April is Alcohol Awareness Month.
It is estimated that 17.6 million Americans, or one in every 12 adults, suffer from alcohol abuse or dependence. And, more than half of all adults have a family history of alcoholism or problem drinking, and more than 7 million children live in a household where at least one parent is dependent on or has abused alcohol. (1)
Alcohol abuse can affect all aspects of a person’s life and cause serious health problems and chronic diseases. Not to mention social problems as well. Alcoholism has little to do with what kind of alcohol one drinks or even how much one consumes. But, it does have a great deal to do with a person’s uncontrollable need to drink alcohol.
Many women are juggling careers, taking care of our families and elderly parents as well. This puts a lot of strain and stress on our lives. It’s an easy escape to grab a cocktail to relieve stress. However, we must be aware as women that there are differences in the way alcohol affects us compared to a man. Our bodies process alcohol differently than our male counterparts. We weigh less than men do; our bodies contain less water and more fatty tissue than a man’s body. Because fat retains alcohol while water dilutes it, a woman’s organs sustain greater exposure to the effects of alcohol.
In addition, women have lower levels of specific enzymes that break alcohol down in the stomach and liver. As a result, womenabsorb more alcohol into the bloodstream. Therefore, the blood alcohol concentration (BAC) will be higher in a woman than a man when drinking the same volume of the same drink. That’s why one drink for a woman is said to have twice the physical impact as one drink for a man.
If you have an alcohol problem, you need to seek professional help. The National Council on Alcoholism and Drug Dependence, Inc. (NCADD) has been a valuable resource for millions of people struggling with alcoholism and addiction.
On the website, www.ncadd.org they have a 26 question test that will help you assess whether you or someone you know may have an alcohol problem. This organization also provides information and resources to individuals and their families.

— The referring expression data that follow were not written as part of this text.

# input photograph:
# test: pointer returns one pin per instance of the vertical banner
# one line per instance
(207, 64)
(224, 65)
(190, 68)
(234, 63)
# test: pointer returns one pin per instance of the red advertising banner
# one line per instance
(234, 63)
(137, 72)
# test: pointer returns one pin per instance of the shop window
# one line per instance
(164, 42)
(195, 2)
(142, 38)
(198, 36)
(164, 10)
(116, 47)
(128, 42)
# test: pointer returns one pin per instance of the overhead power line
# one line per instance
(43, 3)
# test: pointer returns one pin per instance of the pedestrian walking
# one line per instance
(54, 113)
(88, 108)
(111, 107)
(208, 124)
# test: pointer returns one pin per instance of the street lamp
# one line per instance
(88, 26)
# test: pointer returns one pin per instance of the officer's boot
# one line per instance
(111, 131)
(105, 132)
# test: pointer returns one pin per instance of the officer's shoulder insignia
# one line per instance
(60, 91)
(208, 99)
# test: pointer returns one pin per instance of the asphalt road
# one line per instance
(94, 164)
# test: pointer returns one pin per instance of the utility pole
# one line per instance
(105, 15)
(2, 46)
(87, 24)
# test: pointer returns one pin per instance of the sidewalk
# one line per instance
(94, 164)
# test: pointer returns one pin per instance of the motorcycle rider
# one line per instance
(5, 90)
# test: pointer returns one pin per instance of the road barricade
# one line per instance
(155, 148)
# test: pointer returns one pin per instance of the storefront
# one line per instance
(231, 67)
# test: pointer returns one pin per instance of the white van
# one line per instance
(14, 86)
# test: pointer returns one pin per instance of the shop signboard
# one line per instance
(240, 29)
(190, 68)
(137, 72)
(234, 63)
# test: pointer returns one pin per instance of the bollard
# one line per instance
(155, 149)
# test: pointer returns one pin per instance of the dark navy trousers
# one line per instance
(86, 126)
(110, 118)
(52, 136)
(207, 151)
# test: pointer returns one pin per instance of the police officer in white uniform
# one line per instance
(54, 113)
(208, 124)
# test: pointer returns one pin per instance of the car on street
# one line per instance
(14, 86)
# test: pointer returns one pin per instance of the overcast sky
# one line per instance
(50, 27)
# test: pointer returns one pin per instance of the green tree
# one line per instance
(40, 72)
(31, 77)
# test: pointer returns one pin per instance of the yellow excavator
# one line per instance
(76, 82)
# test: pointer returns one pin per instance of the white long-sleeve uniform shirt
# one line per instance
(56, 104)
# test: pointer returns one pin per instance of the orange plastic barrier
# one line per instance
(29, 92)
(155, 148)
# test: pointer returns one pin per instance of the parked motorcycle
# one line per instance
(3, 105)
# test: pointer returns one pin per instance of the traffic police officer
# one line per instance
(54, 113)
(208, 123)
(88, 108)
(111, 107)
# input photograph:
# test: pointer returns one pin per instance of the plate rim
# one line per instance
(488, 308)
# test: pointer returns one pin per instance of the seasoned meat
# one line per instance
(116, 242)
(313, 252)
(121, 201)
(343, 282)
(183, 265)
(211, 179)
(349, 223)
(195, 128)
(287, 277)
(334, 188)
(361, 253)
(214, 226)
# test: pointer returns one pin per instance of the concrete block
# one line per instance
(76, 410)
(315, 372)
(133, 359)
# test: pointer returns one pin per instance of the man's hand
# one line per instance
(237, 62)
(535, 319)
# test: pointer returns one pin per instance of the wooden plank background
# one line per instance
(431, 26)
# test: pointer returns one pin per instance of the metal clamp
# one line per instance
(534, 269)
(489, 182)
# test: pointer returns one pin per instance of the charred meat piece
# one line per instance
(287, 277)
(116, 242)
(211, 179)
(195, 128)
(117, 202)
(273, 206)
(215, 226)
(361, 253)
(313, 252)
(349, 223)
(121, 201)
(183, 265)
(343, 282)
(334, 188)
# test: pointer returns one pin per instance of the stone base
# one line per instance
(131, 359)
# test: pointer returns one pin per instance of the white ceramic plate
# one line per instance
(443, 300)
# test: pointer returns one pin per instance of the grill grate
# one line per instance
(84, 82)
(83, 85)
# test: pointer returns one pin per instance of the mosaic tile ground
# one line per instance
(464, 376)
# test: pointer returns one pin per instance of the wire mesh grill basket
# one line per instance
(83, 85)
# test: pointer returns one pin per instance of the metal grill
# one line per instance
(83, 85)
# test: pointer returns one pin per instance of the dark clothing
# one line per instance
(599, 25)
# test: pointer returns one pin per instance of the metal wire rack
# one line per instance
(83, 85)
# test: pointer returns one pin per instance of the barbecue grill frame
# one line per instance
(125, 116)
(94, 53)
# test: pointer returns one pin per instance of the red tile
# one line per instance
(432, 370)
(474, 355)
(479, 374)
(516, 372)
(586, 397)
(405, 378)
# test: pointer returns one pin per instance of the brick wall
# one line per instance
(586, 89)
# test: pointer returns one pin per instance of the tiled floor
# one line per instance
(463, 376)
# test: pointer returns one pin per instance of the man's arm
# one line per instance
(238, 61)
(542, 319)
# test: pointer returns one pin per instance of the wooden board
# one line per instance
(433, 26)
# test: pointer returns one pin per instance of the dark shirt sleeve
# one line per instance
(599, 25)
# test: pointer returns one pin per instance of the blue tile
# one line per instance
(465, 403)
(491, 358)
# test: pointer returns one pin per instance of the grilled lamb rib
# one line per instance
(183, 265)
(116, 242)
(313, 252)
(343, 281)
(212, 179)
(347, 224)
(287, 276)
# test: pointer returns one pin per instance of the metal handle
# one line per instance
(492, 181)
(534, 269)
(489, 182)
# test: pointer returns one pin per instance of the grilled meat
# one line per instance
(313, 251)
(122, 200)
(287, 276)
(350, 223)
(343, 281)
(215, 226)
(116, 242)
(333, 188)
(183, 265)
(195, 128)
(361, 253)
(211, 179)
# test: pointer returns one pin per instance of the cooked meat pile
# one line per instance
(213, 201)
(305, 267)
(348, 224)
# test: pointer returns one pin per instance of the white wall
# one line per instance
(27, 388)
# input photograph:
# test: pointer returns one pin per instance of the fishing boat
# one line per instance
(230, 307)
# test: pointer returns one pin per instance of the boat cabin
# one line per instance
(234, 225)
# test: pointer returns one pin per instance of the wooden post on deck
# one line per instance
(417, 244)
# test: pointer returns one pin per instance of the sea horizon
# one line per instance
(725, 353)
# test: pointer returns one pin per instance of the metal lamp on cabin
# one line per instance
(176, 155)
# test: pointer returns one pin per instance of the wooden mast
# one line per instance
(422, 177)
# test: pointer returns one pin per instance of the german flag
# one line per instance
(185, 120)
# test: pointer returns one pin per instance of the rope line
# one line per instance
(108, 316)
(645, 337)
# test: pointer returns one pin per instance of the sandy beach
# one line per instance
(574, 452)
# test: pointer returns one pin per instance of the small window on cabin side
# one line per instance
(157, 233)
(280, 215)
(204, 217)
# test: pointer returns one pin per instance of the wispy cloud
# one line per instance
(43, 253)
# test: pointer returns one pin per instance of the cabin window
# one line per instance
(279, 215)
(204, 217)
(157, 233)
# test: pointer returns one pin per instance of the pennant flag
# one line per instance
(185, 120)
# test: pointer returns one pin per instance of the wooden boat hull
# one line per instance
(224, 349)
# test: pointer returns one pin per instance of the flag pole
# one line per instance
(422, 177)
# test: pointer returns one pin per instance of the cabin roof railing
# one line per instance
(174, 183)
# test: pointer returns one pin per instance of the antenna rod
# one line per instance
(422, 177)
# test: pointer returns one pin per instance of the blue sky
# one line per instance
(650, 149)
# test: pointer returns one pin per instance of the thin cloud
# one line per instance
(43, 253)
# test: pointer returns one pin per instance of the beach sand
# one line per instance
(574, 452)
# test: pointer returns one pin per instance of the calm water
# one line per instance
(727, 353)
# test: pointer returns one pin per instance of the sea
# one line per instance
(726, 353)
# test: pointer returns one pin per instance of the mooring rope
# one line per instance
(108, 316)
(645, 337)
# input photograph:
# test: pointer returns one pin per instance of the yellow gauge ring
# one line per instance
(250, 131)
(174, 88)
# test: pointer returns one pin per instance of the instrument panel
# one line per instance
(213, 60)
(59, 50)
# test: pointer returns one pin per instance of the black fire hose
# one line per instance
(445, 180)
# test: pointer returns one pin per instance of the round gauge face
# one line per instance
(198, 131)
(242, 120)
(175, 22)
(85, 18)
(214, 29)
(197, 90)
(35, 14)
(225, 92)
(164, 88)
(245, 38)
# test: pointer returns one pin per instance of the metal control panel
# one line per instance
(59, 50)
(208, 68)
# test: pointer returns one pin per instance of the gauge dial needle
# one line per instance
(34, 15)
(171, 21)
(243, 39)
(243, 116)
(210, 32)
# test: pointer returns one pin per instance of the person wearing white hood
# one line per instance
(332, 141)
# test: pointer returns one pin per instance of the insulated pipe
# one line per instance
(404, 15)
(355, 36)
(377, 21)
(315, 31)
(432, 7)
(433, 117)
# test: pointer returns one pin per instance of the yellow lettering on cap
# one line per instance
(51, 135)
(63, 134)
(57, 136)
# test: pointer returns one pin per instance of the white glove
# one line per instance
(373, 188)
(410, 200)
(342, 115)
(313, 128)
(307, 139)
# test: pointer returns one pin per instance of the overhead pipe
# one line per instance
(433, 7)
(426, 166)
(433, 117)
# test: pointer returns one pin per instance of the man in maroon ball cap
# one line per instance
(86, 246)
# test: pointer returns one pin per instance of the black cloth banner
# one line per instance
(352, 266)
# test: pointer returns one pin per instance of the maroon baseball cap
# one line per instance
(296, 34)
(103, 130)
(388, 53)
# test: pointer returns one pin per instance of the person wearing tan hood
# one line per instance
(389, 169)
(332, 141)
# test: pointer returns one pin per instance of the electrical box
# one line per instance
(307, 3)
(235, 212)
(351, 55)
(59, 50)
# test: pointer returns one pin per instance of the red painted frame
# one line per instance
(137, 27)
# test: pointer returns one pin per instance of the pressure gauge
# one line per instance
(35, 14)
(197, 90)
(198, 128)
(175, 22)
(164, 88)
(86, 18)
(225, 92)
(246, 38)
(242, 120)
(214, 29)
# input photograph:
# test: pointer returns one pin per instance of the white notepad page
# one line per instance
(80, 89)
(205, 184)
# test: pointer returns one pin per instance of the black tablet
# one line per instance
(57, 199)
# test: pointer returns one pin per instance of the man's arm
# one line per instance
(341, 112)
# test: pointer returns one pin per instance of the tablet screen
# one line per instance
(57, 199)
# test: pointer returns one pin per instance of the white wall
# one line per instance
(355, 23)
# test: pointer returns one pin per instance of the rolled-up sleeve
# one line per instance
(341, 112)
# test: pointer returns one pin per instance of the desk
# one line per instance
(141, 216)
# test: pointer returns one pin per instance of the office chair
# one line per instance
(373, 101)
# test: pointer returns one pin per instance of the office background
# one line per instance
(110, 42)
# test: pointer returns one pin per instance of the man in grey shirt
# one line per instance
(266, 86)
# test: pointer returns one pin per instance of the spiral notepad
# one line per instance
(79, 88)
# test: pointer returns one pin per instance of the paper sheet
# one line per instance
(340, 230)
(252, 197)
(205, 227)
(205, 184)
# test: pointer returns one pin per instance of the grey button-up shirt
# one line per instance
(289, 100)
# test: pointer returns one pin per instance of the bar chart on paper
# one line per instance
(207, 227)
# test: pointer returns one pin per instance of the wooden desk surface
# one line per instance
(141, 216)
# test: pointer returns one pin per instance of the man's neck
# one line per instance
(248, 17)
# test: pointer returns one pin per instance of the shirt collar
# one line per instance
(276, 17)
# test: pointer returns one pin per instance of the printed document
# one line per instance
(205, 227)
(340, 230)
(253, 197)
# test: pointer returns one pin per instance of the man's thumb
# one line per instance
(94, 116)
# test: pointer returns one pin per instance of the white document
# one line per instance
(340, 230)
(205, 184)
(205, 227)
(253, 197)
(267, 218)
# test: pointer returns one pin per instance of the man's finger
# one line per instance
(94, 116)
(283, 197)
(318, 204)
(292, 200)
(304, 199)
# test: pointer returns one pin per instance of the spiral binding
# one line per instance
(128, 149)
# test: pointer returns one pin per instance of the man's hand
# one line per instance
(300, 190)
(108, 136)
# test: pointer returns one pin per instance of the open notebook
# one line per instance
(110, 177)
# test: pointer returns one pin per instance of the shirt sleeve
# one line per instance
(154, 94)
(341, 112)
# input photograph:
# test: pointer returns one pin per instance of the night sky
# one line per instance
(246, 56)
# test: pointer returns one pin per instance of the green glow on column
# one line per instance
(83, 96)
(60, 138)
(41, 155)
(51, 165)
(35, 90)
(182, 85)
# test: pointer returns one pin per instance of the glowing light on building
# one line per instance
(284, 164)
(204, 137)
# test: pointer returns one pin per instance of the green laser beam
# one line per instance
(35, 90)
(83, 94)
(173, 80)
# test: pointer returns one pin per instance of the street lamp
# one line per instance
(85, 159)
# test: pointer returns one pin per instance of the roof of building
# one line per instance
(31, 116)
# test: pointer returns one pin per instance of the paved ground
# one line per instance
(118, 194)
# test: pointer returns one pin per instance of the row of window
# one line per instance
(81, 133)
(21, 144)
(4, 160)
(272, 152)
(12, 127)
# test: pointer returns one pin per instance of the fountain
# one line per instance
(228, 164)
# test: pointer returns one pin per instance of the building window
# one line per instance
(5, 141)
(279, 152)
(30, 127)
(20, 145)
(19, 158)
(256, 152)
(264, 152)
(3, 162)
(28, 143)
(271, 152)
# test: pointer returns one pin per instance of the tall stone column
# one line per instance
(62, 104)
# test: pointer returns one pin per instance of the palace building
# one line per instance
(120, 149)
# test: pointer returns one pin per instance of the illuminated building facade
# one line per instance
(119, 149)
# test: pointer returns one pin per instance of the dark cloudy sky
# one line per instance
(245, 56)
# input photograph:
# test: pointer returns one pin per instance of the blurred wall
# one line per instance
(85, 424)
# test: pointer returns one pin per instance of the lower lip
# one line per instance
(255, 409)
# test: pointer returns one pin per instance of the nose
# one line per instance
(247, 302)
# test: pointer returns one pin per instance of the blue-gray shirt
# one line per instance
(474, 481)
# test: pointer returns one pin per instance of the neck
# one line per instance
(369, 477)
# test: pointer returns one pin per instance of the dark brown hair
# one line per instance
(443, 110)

In closing, remember that alcoholism can be destructive to your health and well-being. Identify your bad habits in relation to drinking. Do you intend to drink only one glass of wine, and then fall into the trap of drinking three? Recognize the effects excessive drinking and the consequences it may be having on your life. Avoid excessive drinking – have a glass of wine, instead of a whole bottle. And, see your doctor if you think you may have an alcohol problem.